Generalized pustular psoriasis (GPP) is a rare, life-threatening skin disease. Spesolimab, an anti-IL-36R monoclonal antibody, has shown efficacy in clinical trials, yet real-world data remain limited. To evaluate the real-world effectiveness and safety of spesolimab in patients with GPP, and the influence of IL36RN mutation status on treatment response. A prospective study was conducted including patients with GPP treated with a single 900 mg intravenous infusion of spesolimab, with follow-ups at day 7, 1 month, 3 months, and 6 months. Disease severity was assessed using the GPPASI score. Screening of the IL36RN c.80T>C (p.L27P) mutation was performed using Sanger sequencing. Fourteen patients (n=14) (9 women, 5 men; mean age 39.1 years) were included. The mean baseline GPPASI score was 3.61, which rapidly decreased to 1.3 at day 7, 0.52 at 1 month and 0.29 at 3 months, yet slightly increased to 0.35 at 6 months. The Wilcoxon signed-rank test confirmed a statistically significant decrease in GPPASI over time (p<0.05) from baseline which persisted till the third month. Three relapses occurred during follow-up, and they all responded to acitretin reintroduction.

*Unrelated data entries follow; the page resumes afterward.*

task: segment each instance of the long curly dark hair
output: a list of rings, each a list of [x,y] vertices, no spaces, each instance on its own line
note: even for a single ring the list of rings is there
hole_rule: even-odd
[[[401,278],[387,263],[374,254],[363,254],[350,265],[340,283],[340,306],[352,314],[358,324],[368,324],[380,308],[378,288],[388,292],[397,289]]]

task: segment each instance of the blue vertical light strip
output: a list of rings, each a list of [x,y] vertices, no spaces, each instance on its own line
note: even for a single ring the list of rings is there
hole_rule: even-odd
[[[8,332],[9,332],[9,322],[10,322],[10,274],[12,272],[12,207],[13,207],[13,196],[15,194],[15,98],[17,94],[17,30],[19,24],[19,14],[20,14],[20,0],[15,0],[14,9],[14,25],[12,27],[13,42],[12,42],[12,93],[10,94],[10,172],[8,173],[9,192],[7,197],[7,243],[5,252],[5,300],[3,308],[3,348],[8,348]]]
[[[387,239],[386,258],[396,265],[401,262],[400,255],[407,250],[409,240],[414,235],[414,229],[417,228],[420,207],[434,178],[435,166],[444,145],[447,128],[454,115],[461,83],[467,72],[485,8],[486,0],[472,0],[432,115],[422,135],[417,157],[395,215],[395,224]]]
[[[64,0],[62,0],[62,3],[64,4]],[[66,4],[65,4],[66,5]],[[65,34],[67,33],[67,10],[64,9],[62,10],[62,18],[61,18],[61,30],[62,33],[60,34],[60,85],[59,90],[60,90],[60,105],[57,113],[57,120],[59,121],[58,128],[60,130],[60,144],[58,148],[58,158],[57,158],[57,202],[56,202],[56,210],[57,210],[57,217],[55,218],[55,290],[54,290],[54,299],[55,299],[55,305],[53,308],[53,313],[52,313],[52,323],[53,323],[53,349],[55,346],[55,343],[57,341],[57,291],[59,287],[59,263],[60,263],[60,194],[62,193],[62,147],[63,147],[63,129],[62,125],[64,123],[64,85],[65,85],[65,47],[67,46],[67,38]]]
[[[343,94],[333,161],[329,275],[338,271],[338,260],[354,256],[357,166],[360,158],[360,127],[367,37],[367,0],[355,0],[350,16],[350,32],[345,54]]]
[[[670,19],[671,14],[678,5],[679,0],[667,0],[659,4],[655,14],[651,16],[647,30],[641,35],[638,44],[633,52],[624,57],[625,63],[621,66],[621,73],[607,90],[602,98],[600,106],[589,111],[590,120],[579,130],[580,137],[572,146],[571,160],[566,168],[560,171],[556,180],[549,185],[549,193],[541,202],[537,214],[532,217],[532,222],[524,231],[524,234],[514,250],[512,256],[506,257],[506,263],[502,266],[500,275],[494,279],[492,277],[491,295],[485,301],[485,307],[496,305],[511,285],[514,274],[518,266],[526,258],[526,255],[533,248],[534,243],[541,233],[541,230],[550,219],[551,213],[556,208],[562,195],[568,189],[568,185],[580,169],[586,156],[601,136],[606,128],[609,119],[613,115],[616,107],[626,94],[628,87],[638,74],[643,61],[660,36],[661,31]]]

Among the 12 patients tested, 7 carried the IL36RN c.80T>C (p.L27P) mutation in the homozygous state. Treatment response was slightly faster in these patients but there were no statistically significant differences, and the 2 groups converged by the third month. No adverse events were observed. Spesolimab demonstrated rapid and marked efficacy with excellent tolerability in GPP flares, regardless of IL36RN mutation status. Most cases had sustained remission, yet relapse occurred in a minority of patients. This calls for further research to optimize long-term and maintenance therapy.